VOCÊ NÃO ESTAVA AQUI (Sorry, We Missed You). Inglaterra, 2019. Direção: Ken Loach. Com Kris Hitchen, Debbie Honeywood, Charlie
Richmond, Katie Proctor. 100 min.
O britânico Ken Loach é um dos
diretores de cinema mais importantes em atividade. Seu trabalho tem cunho realista e forte
conotação política, ao abordar os personagens da classe trabalhadora sofrendo
as consequências de um sistema econômico que os exclui e oprime de muitas
formas. Aborda também as respostas e
caminhos que os trabalhadores acabam encontrando para lidar com esse clima
assustador a que estão, querendo ou não, submetidos.
Quem viu os filmes dele ”Meu Nome é
Joe”, de 1998, “Pão e Rosas”, de 2000, “À Procura de Eric”, de 2009, “A Parte
dos Anjos”, de 2012, e “Eu, Daniel Blake”, de 2016, sabe do que eu estou
falando. Quem não viu e quiser saber do
que se trata é só procurar no campo de pesquisa do cinema com recheio que encontrará as críticas desses filmes e também de “Rota Irlandesa”, de
2011, e “Jimmy’s Hall”, de 2014, que tratam de questões históricas irlandesas
sempre do ponto de vista do trabalhador.
São grandes filmes dele também “Terra e Liberdade”, de 1995, sobre a
guerra civil espanhola, e “Ventos da Liberdade”, de 2006, que trata da
guerrilha irlandesa frente ao colonialismo inglês. É uma obra vasta e muito importante.
Em “Você Não Estava Aqui”, Ken Loach
aborda os novos rumos do capitalismo que, com o colapso do emprego formal,
vende a ilusão do empreendedorismo, o trabalho por conta própria, que, de tão
precarizado, se aproxima não da liberdade individual, mas justamente de seu
contrário, a escravização.
O sistema econômico que adula e impõe
condutas afeta de tal modo a vida pessoal dos trabalhadores, com a precarização
do trabalho e dos direitos, que produz inevitáveis rupturas nas relações
humanas e familiares.
Na trama do filme, Ricky (Kris
Hitchen) acredita na fantasia do empreendedorismo e vai ser motorista por conta
própria, adquirindo uma van novinha, a ser paga em prestações. Para tal, compromete a mobilidade de sua
mulher, Abby (Debbie Honeywood), que é uma dedicada cuidadora de idosos. A vida dos dois filhos do casal,
especialmente do menino adolescente, também sofrerá muitas consequências sérias
com essa decisão. Não demorará muito
para que Ricky descubra que, como diz o seu patrão,
“o negócio é seu, mas a franquia é nossa”.

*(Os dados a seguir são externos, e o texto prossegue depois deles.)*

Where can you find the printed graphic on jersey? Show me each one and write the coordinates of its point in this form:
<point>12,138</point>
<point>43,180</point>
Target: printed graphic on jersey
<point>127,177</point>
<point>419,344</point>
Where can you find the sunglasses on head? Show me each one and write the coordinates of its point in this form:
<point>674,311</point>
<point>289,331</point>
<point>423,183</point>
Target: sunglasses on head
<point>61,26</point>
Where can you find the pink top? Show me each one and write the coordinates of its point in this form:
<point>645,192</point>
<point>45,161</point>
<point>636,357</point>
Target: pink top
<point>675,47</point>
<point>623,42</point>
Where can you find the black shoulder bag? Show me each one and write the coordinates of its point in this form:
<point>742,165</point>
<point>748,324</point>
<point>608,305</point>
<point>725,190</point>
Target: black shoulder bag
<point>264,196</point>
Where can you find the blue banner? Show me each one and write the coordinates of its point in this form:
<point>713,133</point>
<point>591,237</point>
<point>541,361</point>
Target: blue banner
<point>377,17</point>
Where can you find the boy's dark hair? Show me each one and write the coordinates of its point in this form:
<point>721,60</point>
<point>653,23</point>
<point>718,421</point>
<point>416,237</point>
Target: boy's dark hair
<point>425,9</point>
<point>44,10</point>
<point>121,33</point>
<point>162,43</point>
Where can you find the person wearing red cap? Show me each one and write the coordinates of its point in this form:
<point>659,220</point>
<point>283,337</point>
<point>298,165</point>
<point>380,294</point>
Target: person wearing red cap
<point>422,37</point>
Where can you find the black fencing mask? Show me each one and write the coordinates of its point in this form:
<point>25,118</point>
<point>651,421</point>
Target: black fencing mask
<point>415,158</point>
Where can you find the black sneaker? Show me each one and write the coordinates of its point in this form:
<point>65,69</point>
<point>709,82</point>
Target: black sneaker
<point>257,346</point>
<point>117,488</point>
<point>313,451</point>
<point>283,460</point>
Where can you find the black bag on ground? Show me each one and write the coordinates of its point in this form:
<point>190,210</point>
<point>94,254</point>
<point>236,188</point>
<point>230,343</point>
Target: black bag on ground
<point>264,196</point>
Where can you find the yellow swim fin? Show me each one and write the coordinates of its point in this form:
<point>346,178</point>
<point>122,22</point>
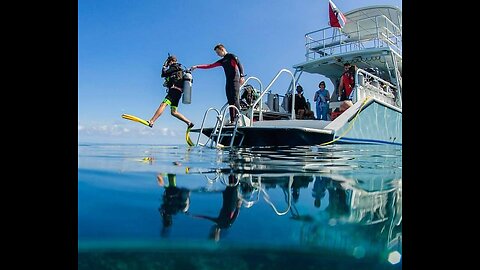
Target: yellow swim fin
<point>187,137</point>
<point>136,119</point>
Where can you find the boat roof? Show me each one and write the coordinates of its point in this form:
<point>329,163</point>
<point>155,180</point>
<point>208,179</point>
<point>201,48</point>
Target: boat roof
<point>328,50</point>
<point>365,17</point>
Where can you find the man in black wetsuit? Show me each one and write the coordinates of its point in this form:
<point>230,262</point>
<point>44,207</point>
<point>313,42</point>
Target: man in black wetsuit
<point>233,73</point>
<point>171,70</point>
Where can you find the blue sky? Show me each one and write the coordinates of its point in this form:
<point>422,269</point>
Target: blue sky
<point>122,45</point>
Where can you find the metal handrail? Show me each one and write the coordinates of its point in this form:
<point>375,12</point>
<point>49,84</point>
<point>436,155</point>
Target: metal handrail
<point>236,124</point>
<point>268,88</point>
<point>203,122</point>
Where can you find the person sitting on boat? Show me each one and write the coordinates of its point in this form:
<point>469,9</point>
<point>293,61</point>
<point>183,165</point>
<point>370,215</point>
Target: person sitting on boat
<point>301,107</point>
<point>347,82</point>
<point>322,97</point>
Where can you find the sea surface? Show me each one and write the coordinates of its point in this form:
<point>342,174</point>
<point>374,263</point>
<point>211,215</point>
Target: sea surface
<point>178,207</point>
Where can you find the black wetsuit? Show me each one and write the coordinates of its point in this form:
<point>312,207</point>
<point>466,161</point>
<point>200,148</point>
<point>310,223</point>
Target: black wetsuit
<point>174,83</point>
<point>230,64</point>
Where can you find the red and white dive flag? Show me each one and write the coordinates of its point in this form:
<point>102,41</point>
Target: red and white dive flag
<point>337,19</point>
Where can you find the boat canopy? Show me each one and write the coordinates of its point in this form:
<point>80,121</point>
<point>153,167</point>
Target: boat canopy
<point>363,23</point>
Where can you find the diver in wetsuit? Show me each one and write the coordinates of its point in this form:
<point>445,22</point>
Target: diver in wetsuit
<point>234,76</point>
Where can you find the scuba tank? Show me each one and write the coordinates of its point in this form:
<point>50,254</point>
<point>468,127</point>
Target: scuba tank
<point>187,87</point>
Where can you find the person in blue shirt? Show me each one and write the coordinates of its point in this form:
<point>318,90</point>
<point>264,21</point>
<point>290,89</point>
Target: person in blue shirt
<point>322,98</point>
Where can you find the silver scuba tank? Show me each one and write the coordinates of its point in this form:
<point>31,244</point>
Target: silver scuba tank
<point>187,87</point>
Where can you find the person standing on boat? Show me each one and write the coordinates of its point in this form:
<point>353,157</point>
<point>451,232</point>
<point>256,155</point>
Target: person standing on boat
<point>347,82</point>
<point>233,73</point>
<point>301,108</point>
<point>172,72</point>
<point>322,97</point>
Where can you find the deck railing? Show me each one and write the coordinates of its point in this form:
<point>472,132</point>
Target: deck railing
<point>363,35</point>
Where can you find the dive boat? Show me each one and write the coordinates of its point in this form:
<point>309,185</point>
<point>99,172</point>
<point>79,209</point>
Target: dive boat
<point>371,40</point>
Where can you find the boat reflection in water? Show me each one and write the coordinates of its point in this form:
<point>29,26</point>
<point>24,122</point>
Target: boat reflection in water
<point>335,213</point>
<point>336,207</point>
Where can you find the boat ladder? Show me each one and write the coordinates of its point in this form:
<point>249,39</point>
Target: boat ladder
<point>219,132</point>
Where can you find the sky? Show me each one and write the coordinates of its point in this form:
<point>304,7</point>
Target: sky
<point>122,45</point>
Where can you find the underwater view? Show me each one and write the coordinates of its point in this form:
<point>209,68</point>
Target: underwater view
<point>177,207</point>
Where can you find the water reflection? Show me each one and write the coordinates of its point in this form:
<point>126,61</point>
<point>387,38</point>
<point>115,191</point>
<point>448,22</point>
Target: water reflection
<point>312,200</point>
<point>334,212</point>
<point>174,200</point>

E, com essas cartas o jogo é pesado, não sobra tempo para nada e
qualquer falta será punida com pesadas multas.
E por aí vai.
O diretor pergunta se é sustentável
recebermos nossas compras por meio de uma pessoa que dirige uma van 14 horas
por dia. E acrescenta: isso é melhor do
que ir a uma loja e interagir com o vendedor?
Explica que isso não é um erro, mas a lógica do desenvolvimento da
economia de mercado. Segundo ele, o
trabalho informal acaba com as vidas e os pobres é que pagam o preço. O contexto da ação do filme é Newcastle, na
Inglaterra, em meio à crise de 2008, mas vale para toda a economia de mercado
do mundo atual.
Pensemos no sistema de entrega
paulistano por motoboy, o quanto isso é precário, muito mal pago,
perigosíssimo. Basta ver o número
escandaloso de mortes que produz. A
chamada uberização da vida econômica acrescenta detalhes de crueldade àquilo
que já era uma terrível exploração.
Ken Loach nos fala de algo que
conhecemos muito bem, bate à nossa porta e nos deixa preocupados (se pararmos
para pensar) e com uma sensação de impotência diante do sistema. É de gente com o talento desse cineasta que
precisamos, para não perdermos a capacidade de nos indignar diante da
desumanidade e da ganância do lucro.